3. Immunological Responses to Biomaterial Interfaces

The host immune response elicited by implanted biomaterials is widely acknowledged as a critical determinant of their biological performance and long-term integration. This immunological interaction plays a pivotal role in the success of biomedical devices, orthopedic implants, and scaffolds following implantation [57]. Immediately upon contact with host tissue, the biomaterial surface is rapidly coated by a layer of adsorbed proteins and complement factors, initiating a cascade of events that leads to the formation of a provisional blood clot. This clot is rich in matrix metalloproteinases (MMPs), cytokines, and growth factors, which together act to recruit neutrophils to the site of injury and activate the early innate immune response [58]. Platelet activation, a concurrent event, facilitates the migration of monocytes to the site of implantation. Once recruited, these monocytes differentiate into macrophages that recognize and adhere to the biomaterial surface as a foreign entity. In doing so, they establish a fibrinous matrix that aids in phagocytosis and the clearance of foreign matter. However, when the implanted material cannot be effectively internalized or degraded by macrophages, the immune system may transition into a chronic inflammatory state. This prolonged activation often culminates in the formation of a dense fibrotic capsule, a hallmark of the foreign body reaction (FBR), which physically separates the implant from the surrounding tissue [59]. The development of FBR and its associated fibrotic encapsulation poses a significant threat to implant functionality.
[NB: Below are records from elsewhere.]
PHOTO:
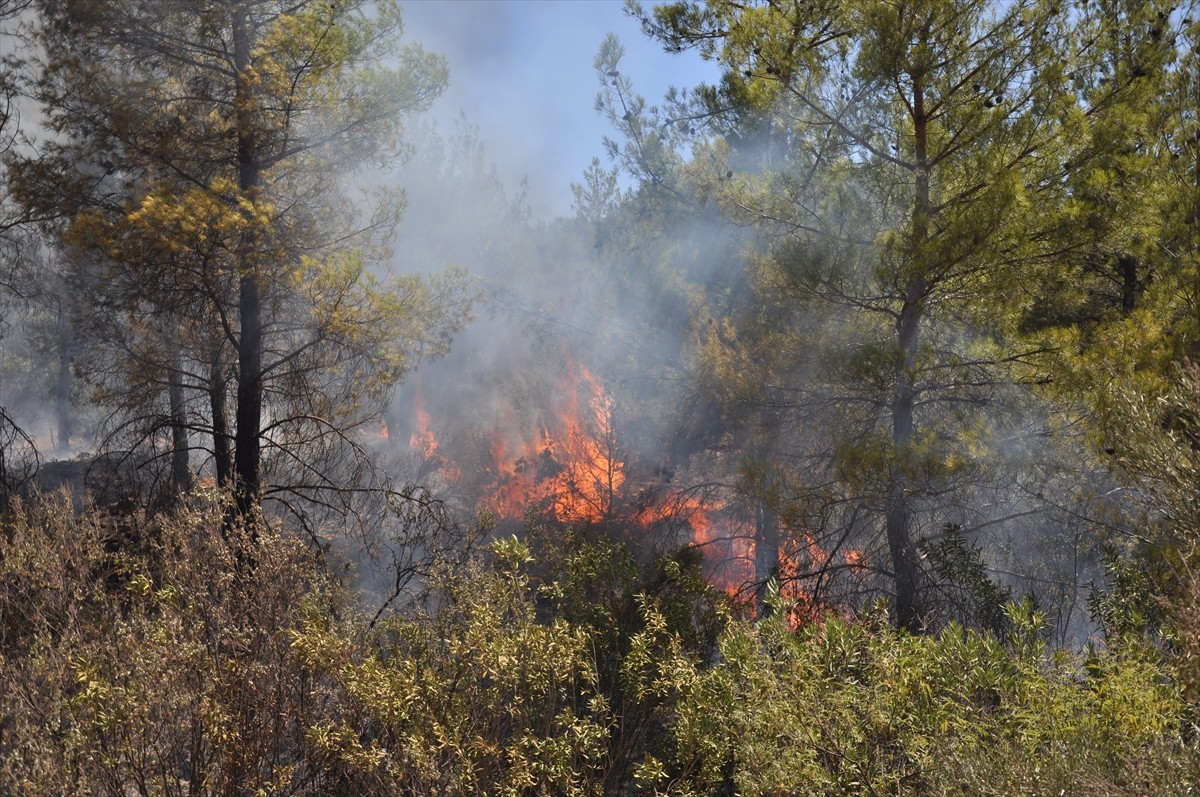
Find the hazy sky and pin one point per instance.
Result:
(522, 71)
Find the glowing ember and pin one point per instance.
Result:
(570, 471)
(568, 468)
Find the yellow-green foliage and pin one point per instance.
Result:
(480, 699)
(141, 657)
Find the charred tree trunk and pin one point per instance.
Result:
(898, 501)
(180, 447)
(222, 454)
(63, 383)
(766, 553)
(247, 456)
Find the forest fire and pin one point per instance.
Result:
(568, 467)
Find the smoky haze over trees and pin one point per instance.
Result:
(841, 439)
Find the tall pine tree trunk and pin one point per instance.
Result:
(898, 501)
(247, 456)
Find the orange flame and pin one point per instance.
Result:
(570, 469)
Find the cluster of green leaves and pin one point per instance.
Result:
(137, 657)
(857, 707)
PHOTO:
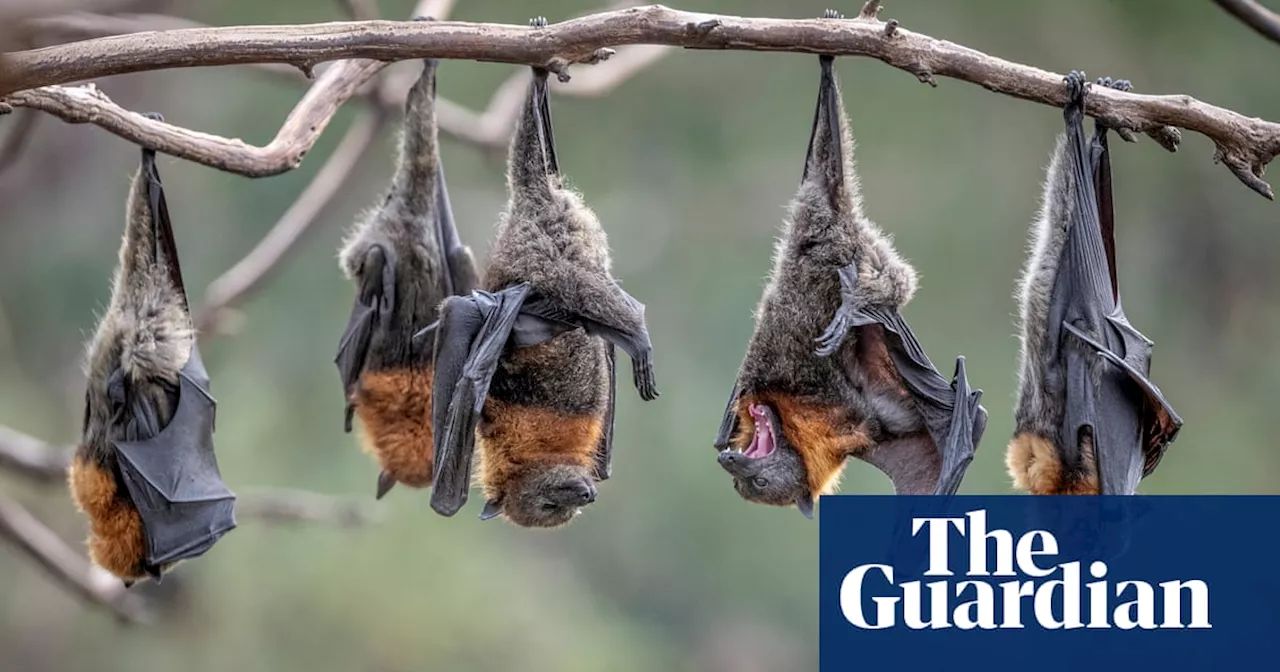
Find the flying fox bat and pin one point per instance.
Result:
(526, 365)
(1088, 419)
(145, 471)
(405, 257)
(832, 369)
Not only can it obstruct integration with host tissue, but it also compromises the performance of the biomaterial over time [60,61]. Central to this process is the initial phase of protein adsorption—its kinetics, composition, and molecular organization—which is intimately governed by the physicochemical properties of the biomaterial surface. These properties, in turn, dictate the recruitment, adhesion, and activation patterns of immune cells such as neutrophils, macrophages, and monocytes [62]. The following section delves into the specific surface characteristics of biomaterials—such as topography, chemistry, stiffness, and wettability—and their influence on immune cell behavior within the context of tissue engineering and regenerative medicine.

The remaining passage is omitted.